We were talking about people we’ve kept in touch with and I asked her about a certain mutual girlfriend of ours who we used to hang out with when she and I were closer. She gave me a funny look and said,

Old Friend: Oh, we sort of didn’t talk much after the falling out.

Miss March: (astonished) Oh! What falling out?

Old Friend: You know…in 7th grade.

Miss March: (doubly astonished) Wow, I didn’t realize that was such a big deal.

Old Friend: Don’t you remember pulling me aside on the overnight field trip and telling me that they [the girl and the guy friend who we adored] broke up and I was so happy?

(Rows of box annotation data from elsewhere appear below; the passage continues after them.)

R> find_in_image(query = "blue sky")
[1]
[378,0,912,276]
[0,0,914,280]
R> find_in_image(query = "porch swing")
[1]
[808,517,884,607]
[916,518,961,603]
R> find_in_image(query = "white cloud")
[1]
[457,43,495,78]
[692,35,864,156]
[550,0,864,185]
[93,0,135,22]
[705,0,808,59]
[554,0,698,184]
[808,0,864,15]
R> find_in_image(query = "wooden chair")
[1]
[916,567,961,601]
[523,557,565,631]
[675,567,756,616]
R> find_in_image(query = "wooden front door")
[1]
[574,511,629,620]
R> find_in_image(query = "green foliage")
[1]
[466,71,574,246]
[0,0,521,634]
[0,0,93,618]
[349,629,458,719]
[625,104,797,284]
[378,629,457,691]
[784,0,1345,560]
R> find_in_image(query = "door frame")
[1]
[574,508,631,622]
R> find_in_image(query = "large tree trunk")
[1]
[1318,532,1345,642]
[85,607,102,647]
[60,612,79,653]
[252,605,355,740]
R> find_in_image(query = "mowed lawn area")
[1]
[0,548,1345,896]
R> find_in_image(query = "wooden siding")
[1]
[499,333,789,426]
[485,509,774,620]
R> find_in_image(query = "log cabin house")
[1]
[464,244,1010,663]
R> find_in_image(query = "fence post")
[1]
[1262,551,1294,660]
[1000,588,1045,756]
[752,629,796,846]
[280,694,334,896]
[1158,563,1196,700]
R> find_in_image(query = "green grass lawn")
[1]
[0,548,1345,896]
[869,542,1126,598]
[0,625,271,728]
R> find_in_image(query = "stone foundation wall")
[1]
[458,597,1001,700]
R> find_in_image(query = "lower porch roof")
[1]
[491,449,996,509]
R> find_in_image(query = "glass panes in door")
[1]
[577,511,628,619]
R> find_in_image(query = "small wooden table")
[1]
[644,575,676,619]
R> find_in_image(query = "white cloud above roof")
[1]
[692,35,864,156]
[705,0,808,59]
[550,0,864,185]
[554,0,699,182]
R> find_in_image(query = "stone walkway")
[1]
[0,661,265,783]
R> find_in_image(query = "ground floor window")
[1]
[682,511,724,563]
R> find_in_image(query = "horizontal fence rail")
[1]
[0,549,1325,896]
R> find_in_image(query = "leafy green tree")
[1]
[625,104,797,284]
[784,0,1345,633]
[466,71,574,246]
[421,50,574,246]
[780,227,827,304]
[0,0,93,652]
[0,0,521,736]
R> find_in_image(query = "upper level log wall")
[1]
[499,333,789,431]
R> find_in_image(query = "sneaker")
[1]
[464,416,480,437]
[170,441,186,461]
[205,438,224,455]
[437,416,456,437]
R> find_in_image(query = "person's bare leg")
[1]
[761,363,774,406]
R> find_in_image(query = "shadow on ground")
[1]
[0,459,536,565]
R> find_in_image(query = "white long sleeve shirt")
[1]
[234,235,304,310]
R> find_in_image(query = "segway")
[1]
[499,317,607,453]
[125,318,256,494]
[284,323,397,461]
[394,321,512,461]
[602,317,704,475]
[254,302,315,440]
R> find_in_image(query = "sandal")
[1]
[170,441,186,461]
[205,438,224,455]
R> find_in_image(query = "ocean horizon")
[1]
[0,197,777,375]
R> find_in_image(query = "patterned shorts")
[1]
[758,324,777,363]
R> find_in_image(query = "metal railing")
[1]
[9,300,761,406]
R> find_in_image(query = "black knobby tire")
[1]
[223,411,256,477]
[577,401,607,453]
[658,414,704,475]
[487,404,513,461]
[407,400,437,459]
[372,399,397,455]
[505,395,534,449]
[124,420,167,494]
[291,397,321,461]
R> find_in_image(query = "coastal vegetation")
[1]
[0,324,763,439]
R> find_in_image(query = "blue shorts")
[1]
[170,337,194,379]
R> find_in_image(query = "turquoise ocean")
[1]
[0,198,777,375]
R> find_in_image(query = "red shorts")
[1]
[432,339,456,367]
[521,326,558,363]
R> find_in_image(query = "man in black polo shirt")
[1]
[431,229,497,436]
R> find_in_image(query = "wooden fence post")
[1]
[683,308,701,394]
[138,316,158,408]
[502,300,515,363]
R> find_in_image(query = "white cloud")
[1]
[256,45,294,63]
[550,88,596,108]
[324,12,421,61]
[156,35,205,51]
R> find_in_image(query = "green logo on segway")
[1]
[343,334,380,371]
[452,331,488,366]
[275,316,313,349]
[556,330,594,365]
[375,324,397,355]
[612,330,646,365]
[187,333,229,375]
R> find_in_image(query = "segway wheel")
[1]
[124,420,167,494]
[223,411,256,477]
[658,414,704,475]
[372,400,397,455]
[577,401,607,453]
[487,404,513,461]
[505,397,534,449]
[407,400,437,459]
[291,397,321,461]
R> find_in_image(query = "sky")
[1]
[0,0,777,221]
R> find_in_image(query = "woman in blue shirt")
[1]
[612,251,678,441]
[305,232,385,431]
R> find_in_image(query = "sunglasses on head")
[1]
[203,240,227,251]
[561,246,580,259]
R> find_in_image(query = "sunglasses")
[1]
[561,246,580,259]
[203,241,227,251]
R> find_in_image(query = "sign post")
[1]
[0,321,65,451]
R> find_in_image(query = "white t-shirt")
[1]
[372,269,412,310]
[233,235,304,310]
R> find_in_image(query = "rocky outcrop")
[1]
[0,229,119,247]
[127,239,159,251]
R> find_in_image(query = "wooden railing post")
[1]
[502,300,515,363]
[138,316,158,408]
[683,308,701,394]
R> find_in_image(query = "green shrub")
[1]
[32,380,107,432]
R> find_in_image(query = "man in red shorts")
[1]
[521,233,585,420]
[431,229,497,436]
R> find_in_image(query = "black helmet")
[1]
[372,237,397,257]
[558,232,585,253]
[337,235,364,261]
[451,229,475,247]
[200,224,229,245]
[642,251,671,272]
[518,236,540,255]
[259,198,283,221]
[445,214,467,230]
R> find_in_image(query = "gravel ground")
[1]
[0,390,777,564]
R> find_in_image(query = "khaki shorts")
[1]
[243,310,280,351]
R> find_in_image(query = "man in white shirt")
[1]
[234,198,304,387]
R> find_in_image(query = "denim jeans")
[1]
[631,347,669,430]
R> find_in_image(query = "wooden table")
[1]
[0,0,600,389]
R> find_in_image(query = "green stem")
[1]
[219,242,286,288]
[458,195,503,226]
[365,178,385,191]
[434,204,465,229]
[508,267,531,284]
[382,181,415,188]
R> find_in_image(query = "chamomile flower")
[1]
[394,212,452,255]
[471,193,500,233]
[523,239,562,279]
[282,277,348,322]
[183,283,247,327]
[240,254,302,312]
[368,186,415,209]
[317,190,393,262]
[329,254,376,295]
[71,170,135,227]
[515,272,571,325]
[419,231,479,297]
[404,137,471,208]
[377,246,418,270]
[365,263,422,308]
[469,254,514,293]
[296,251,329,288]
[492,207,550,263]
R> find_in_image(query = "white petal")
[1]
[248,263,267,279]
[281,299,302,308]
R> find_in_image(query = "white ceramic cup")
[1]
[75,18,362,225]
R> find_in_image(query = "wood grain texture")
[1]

While I do remember that very well, I also remember all of us hanging out through 8th grade, having a lot of good times, and no hard feelings. What happened was this: my old friend and I hung out in a group with about eight kids. One of the boys was new to the school, and adorable (we all thought) but he is/was sort of dense, and obviously not ready to date at 12 years old. One of our girl friends in the group thought she was more mature than us and asked him out; they “dated” for some time and then she “dumped” him on an overnight field trip. We were pretty devastated that she would go ask him out and claim him. But, I got over my devastation and stayed friends with both of them; I guess Miss Old Friend really never got over those feelings. I guess in her mind, even though we were 12, having this girl take the potential boyfriend away, has marred their friendship for life. The first cut really is the deepest. In my old friend’s mind, this girl possibly ruined not just any potential for dating in the 7th grade, but having a real lasting relationship with this dorky boy (who ended up being Miss March’s best friend and prom date, in the long run) for life. I couldn’t believe she was still letting a “falling out” which occurred at like one in the morning, in the bathroom, at a party, when we were 12, ruin any potential friendship with this girl friend.

Have you ever let something silly that happened when you were younger effect a relationship with someone now that you’re older? I know I do this; there’s no way in hell I’d ever go on a date with any of the boys that were mean to me, even if I was 8 at the time. What about you?